The seminar storm has wound down – in the last 11 days, I’ve given 12 talks at 10 universities and research institutes in three major cities spanning nearly 2000 km It’s a new personal record for me that, despite the daily adrenaline rushes, I’d rather not repeat anytime soon.
Since the beginning of this week, I’ve been based at the Chinese Academy of Science’s Research Center for Eco-Environmental Research (RCEES) in northwest Beijing, conveniently down the road from the Chinese National Science Foundation offices and more-or-less around the corner from Peking University. The skies have been clear, the taxi rides uneventful as I’ve shuttled to and from seminars at the Institute for Tibetan Plateau Research , Beijing Normal University , Minzu University , Peking University , RCEES , the food plentiful and interesting, and the friends and colleagues wonderful. And today, October 1, is China’s National Day, celebrating the founding of the People’s Republic of China on this day in 1949.
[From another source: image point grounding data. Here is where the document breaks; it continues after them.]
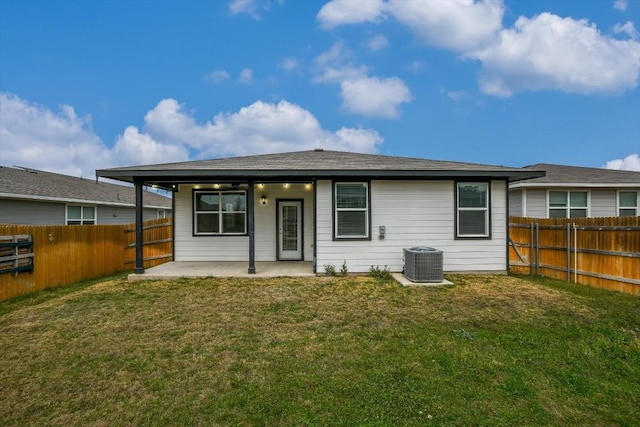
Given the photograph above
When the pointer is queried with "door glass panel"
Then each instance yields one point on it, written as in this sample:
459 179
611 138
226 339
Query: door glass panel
290 228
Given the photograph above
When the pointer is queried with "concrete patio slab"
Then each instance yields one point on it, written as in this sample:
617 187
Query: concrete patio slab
177 269
400 278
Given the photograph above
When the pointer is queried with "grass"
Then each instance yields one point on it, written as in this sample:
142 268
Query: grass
489 351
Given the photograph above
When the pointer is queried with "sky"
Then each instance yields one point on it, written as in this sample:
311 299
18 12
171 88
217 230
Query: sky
88 85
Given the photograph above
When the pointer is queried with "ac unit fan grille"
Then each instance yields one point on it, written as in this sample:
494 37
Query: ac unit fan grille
423 264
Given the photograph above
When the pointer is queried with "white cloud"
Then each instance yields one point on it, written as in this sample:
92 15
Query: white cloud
361 94
549 52
377 42
259 128
250 7
459 25
217 76
34 136
630 163
289 64
627 28
340 74
132 147
246 76
374 97
546 52
620 5
340 12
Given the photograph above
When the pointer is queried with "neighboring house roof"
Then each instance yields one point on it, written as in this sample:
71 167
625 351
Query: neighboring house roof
32 184
575 176
311 164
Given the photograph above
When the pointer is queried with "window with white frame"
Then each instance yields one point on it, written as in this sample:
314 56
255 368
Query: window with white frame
219 212
472 210
568 204
351 201
627 203
81 215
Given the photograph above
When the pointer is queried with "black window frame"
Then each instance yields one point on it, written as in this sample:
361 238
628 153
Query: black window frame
82 220
636 208
569 208
334 193
220 193
488 209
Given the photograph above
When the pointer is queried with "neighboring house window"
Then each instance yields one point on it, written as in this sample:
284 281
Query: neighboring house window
81 215
472 209
568 204
627 203
351 201
219 212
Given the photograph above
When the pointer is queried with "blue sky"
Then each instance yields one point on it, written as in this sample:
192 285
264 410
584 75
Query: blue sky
105 83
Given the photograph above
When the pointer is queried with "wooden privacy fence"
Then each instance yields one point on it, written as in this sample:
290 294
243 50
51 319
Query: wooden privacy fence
602 252
65 254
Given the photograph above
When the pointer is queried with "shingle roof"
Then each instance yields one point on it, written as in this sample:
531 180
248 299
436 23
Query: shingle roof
312 164
580 176
31 183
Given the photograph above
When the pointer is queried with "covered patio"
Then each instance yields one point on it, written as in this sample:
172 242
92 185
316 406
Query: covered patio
176 269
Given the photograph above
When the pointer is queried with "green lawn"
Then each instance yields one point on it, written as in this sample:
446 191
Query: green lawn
491 350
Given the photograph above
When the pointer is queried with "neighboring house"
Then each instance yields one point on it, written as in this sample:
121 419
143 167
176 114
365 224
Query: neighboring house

At RCEES, my host is Professor Lu Yonglong, co-director of the center. He has an active group of graduate students and post-docs, all of whom, together with Professor Lu, adjourn for 2 hours of badminton every Tuesday and Friday afternoon. It’s a great way to exercise, and the courts are filled with people and whizzing shuttlecocks (click on any of the images to view larger versions in a short slide show).
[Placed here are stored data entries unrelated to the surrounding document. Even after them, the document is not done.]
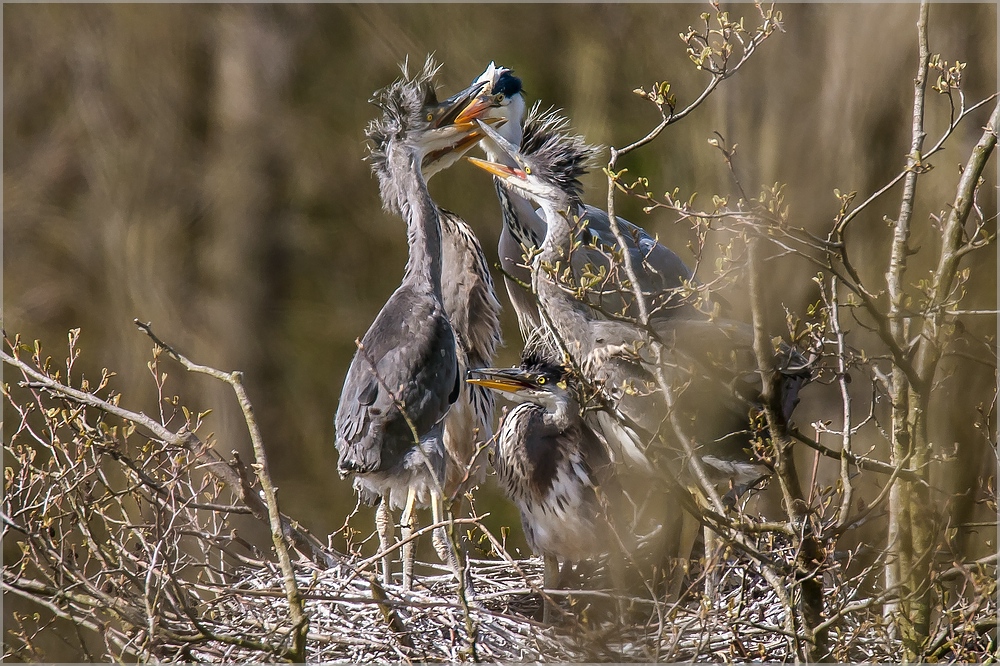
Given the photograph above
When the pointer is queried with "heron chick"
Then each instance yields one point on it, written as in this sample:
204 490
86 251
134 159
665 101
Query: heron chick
404 377
551 465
And of course afterwards, the lab group regroups at a nearby restaurant to replenish the lost calories. So far we’ve gone to restaurants specializing in dishes from Xi’an and Xinjiang, the latter of which is heavy on various cuts of lamb, sheep, and mutton.
For National Day, Professor Lu, Assistant Professor Wang Pei, and I thought we’d visit somewhere unlikely to be too crowded.1 Our choice was the Badachu Park (八大处), with its eight Buddhist temples and nunneries, as well as walking paths through protected forests. Of course, being a holiday, it was far from uncrowded (it took us only about 15 minutes to get near to the park, but then over an hour to drive the last 1 km to a parking space), but I guess it was less of a press than Tienanmen Square would have been.
Although Buddhism has been central to the lives of the Chinese people for nearly 2000 years (which I wrote about when I visited Dunhuang a couple of weeks back), I am continually amazed at how much the government has invested in restoring temples and monasteries, given the historical antipathy between Communist regimes and religions. Of course the opiate of the masses (or at least the incense) keeps the majority happily and mentally stoned, brings tourists’ renminbi into the state coffers, maintains overall social stability, and leaves the running of the state to the Party (click on any of the images below to see a slide show of larger versions).
1Apparently, Beijing residents flee the capital crush for the week’s holiday while people from throughout the rest of China travel to Beijing for the various spectacles. Although more than 600 million people are expected to be traveling this weekend, variously by plane, train, and car (the highways are toll-free for the holiday week), the net change in Beijing’s population for the week is nearly zero.